3)You will be sent also the Mind Magic section which includes (27 pages) this is psychological methods and tricks which is worth the price alone.
Whether or not you get back together with your ex, The “Magic of Making Up” has a oustanding amount of relationship-based information and methods that can help you figure out the opposite sex.
To check out this “proven get your ex back system” you will not have to do a lot of research online, to find that this is the most reputable relationship advice system that you will find anywhere.Customer testimonials suggest that “The Magic of Making Up” really does work and is well worth the money. You will also get access to the email of T-Dubb Jackson himself to ask any questions about any situation that arises in your quest to get your ex back.

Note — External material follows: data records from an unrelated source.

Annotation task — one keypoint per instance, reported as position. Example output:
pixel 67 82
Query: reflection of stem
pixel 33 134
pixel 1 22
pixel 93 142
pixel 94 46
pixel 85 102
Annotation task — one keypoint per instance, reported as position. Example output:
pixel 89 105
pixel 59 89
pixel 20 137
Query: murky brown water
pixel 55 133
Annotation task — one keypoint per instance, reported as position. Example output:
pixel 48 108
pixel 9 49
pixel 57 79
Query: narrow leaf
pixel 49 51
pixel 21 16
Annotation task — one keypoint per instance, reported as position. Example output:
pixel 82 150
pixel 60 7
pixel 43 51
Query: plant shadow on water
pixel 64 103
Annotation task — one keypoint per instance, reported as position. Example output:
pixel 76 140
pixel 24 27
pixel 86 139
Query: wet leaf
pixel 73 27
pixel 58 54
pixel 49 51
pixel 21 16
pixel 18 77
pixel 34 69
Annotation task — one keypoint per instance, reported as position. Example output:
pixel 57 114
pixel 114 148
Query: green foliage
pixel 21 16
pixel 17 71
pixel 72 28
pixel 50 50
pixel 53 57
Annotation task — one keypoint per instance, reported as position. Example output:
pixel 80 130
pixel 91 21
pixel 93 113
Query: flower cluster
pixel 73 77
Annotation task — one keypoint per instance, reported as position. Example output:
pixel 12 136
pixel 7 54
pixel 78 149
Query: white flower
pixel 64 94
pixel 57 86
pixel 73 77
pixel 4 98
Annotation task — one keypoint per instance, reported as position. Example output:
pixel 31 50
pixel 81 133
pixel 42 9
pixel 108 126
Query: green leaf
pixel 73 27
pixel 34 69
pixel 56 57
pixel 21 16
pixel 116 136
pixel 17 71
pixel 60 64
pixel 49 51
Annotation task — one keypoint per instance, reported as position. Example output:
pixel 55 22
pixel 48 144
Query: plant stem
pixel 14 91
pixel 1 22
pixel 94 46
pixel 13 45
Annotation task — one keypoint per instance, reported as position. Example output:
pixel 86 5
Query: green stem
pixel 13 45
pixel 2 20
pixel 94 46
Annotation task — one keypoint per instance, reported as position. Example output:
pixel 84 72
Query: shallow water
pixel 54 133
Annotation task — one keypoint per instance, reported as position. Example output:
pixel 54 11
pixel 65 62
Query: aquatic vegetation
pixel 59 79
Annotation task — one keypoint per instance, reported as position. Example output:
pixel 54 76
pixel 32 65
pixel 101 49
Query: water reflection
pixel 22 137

Is The Sunset Malibu Rehab Really Successful?
Jan 3rd
Lots of question arises when any close person of yours gets addicted to drug; like how to bring them back to normal life, will it be alright to admit that person in a drug rehab center, which rehab to choose or will that person gain success and get fully back to his normal life? Let’s try to answer some of these questions.
The only way to get a person back to normalcy is proper medical and psychological treatment. Treatment at home may not be successful, as the addicted person should stay in a different surrounding during the treatment process. So, admitting in a drug rehab is the best alternative. You need to gather adequate information before choosing a proper rehab; about the treatment procedures, facilities etc provided by the rehab. Gaining success in such cases is not at all easy. But, if the addict gets admitted in any well known rehab, then success may be not far enough. Talking about well known rehabs, the name of Sunset Malibu rehab center comes first on mind.

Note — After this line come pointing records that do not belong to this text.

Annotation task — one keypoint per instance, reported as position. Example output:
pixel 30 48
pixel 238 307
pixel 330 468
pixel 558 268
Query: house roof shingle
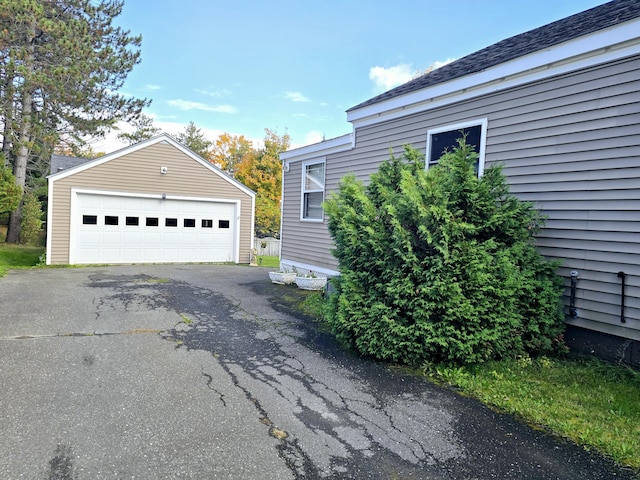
pixel 583 23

If the addict really wants to get back to a normal, healthy life he should get admitted in the Malibu recovery rehab. Sunset Malibu rehab center is considered to be the best rehab in whole United States. The facility that they provide is just incomparable. The treatment programs are also very much effective. The treatment programs are always conducted by world class experienced professionals. The most important process of treatment here is the individualized treatment programs. Personal trainers are appointed to each and every patient admitted here. The medical staffs here in the Malibu Rehab center give their best to cure the person and they are successful almost always.

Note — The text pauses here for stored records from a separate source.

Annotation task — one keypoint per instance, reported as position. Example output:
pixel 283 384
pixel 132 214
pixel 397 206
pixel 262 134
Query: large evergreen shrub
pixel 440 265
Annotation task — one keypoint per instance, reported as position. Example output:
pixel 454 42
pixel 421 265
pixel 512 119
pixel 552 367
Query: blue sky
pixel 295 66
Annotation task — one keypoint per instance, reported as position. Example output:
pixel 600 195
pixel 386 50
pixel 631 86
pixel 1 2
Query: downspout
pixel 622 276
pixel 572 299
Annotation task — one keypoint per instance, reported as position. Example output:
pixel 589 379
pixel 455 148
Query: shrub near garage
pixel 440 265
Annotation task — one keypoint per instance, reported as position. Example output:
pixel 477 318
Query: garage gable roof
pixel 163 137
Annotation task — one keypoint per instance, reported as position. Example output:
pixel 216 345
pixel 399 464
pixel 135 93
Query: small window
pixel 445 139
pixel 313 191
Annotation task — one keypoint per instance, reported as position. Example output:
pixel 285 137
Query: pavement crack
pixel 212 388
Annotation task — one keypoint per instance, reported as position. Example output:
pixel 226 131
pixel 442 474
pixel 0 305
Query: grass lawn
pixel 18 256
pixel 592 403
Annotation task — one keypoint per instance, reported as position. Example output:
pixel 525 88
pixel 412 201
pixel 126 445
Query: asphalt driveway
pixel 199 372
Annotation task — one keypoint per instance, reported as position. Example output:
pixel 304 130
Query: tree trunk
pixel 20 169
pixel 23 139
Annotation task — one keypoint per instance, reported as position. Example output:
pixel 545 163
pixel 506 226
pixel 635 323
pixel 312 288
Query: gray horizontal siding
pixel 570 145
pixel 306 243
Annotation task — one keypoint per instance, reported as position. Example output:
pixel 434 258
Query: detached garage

Along with the treatment programs undertaken; the environment of the sunset Malibu rehab center is perfect for rehabilitation. The scenic beauty of the surrounding is unusual for a drug rehab. Situated just beside the beach, over looking the Pacific Ocean, it can calm down even a wild patient. The living in the Malibu rehab is luxurious like that of any 5 star hotel. Fitness centers, healthy diets are provided, massage and spa services also available. Apart from these facilities, courses on cycling, hiking, and meditation are also tackled.
Since, withdrawal symptoms are too much painful; patients often get wild during the prolonged process of treatment. It is sometimes heard that patients run away from rehabs, but in the Malibu rehab this never happened. The luxurious life provided in the Malibu rehab is just to see that the patients get some comfort during the grueling treatment process. Psychological treatment is one most important step to know the mental condition of the patient. Evaluating his or her mental condition makes it much easier for the doctors to treat the person.
If you are really concerned about any of your close one who is currently on drugs; then it is advised not to waste a single minute. Admit that person in Sunset Malibu. They guarantee the success of rehabilitation and bringing the person back to normalcy.